Yine de çok az etkileri oldu. Ulusal gâye, hiçbir zaman gelmeyen barış dolu bin yıl adına, son haçlı seferine yatırım yapmaya devam ediyor. İspanyol-Amerikan savaşı ABD'nin Pasifik'teki rolü hakkında Pearl Harbor'da doruğuna ulaşmış bitmeyen bir tartışma başlatmıştı; Wilson'ın "dünyayı demokrasi için daha güvenli bir yer yapma savaşı" faşizmin ve komünizmin yükselişine katkıda bulundu; II.Dünya Savaşı Sovyetler Birliği ile daha büyük bir kapışmanın kapsamı dâhilinde Asya'da iki büyük savaşa yol verdi. Bu savaşların ikincisi yani Vietnam savaşı, süpergücün aşırı genişlemesine yol açtı fakat en nihayet yeni bir askerileşme turuna katkı sağladı ve G.W.Bush'un ifadesiyle "Vietnam sendromunu tepelemeye" hizmet etti.
Barış hissesi galiba savaş hissesi demek. Askeri-sanayi kompleksi çoğumuzun bildiği tek hayat tarzını teklif ediyor. Sadece Amerikan kimliğini değil kaderini de tanımlamaya başladı artık.
Ancak ulus olarak ödediğimiz bedel çok yükseldi. Bir trilyon dolarlık savaş bütçesi ve ilan edilmemiş bir dizi savaş Cumhuriyeti tehdit ediyor. Kanunları uygulamakla yükümlü kurumlara telefonları ve eposta iletişimini izleme, vatandaşların tıbbi ve mâli kayıtlarını inceleme izni veren bir güvenlik devleti, koruduğunu iddia ettiği özgürlükleri tehlikeye atmaktadır.
Geriye doğru bakıp Beard, Williams veya Lasch'ın yeni terör yüzyılımız hakkında neler söyleyebileceğini düşündüğümüzde akla birkaç fikir geliyor.
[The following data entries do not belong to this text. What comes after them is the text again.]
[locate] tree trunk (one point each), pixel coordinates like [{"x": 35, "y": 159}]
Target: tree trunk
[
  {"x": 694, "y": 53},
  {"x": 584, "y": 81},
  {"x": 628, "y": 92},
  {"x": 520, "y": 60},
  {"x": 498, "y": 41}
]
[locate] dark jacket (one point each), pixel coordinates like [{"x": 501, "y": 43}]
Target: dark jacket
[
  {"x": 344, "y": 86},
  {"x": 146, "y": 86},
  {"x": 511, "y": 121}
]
Amerikalılar durup, ilerlemeyi nasıl tarif ettiklerini şöyle bir sorgularlarsa iyi yaparlar; yaşam standardını materyalizm standardıyla karıştırmaya bir son verirlerise; yönetimin, onların adına yürüttüğü politikalardan yine hükümeti mesul tutarlarsa; kalıcı savaş ekonomisine son verilmesi çağrısını yaparlarsa; uluslarının hipergüç çerçevesi dışında serpileceğine olan inançlarını ispatlarlarsa iyi yaparlar. Cumhuriyet cevabımızı bekliyor.
Mahvoluşa giden bu yola iyi niyetle daha önce de girmiştik üstelik. Mikail Gorbaçev bundan yirmi yıl önce, Soğuk Savaş'ın ölmekte olduğu günlerde "dünya bir çağı geride bırakıp ötekine giriyor, kalıcı ve barışçıl bir döneme uzanan yolun başındayız"diye muhteşem bir şekilde ilan etmişti. "Mucize yılın", 1989'un boş beklentilerini ve tutulmayan vaatlerini böyle kaydetti gelecek nesiller. Yıldönümü kutlu olsun.